Soundgarden’s surviving members Kim Thayil, Matt Cameron and Hunter Benedict “Ben” Shepherd have responded to Vicky Cornell’s lawsuit regarding a buyout offer regarding the shares of her late husband, Chris Cornell, in the band. At the center of this controversy are seven recordings known as the SG files, which Cornell currently has in her possession. According to the band, these were recorded in numerous cities while touring making them Soundgarden’s, however Cornell alleges that these were recorded at Chris’ home studio, masking them part of the estate’s.
In the lawsuit, Cornell alleges that Soundgarden’s members only offered her $300,000 for her husband’s shares in the outfit, which was called a “villainously low figure.” Cornell then allegedly offered the band $16 million, then $21 million, however the band allegedly declined both offers. Her lawsuit also alleges that Soundgarden’s members contacted an outside investor for the rights of the band’s master recordings, a claim they vehemently denied. Cornell’s lawsuit also named a number of ways that the band’s surviving members could profit from Chris’ likeness following his passing, including the use of holograms (such as Tupac at Coachella) and deep-fakes.

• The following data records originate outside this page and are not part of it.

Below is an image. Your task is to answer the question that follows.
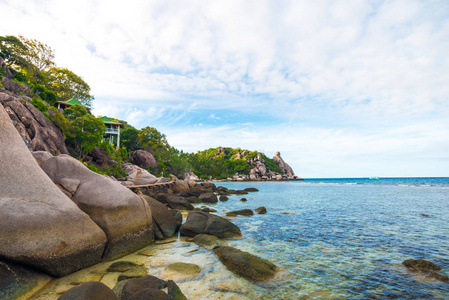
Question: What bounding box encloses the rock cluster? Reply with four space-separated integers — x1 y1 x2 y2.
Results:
230 152 302 181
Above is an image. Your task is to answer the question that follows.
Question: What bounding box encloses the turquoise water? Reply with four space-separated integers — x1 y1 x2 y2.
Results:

“Despite having this offer in hand, the band members offered Chris‘ wife and minor children a pittance. In fact, the band’s offer is so low that it even falls shy of the royalties that Vicky received for a single year (2018) from a single revenue source (Soundgarden‘s master recordings),” her suit reads.

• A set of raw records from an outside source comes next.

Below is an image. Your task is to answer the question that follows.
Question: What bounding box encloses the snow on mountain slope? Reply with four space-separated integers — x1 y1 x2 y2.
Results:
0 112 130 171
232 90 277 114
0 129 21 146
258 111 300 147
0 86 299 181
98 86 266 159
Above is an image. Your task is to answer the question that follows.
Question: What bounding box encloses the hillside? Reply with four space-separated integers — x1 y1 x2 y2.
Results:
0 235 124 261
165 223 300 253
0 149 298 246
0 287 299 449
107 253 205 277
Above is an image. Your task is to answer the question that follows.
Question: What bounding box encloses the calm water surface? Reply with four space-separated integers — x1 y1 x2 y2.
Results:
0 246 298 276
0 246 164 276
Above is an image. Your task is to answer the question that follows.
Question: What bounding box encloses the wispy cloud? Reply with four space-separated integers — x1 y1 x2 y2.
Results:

In their response, Soundgarden’s members expressed concern about their lack of control over the band’s social media profiles, which they allege was “hijacked.” They reiterated their stance that they want the recordings for a final Soundgarden record and added “that clarity will come out in court.”
“The buyout offer that was demanded by the Estate has been grossly mischaracterized and we are confident that clarity will come out in court. All offers to buy out our interests have been unsolicited and rejected outright,” the group said in a statement to Consequence of Sound. “For more than a year, Soundgarden’s social media accounts have been hijacked; misleading and confusing our fans. Being a band from Washington State since 1984, we are proud of Soundgarden’s musical legacy, work and career. We look forward to completing the final Soundgarden album.”
The legal drama between Cornell’s estate and Soundgarden’s members goes back to 2019, following Cornell’s lawsuit over allegations of unpaid royalties. Soundgarden’s members fired back with a countersuit, where they made allegations that Cornell allegedly misappropriated funds for a charity concert dedicated to Chris for personal use. This suit was eventually dropped.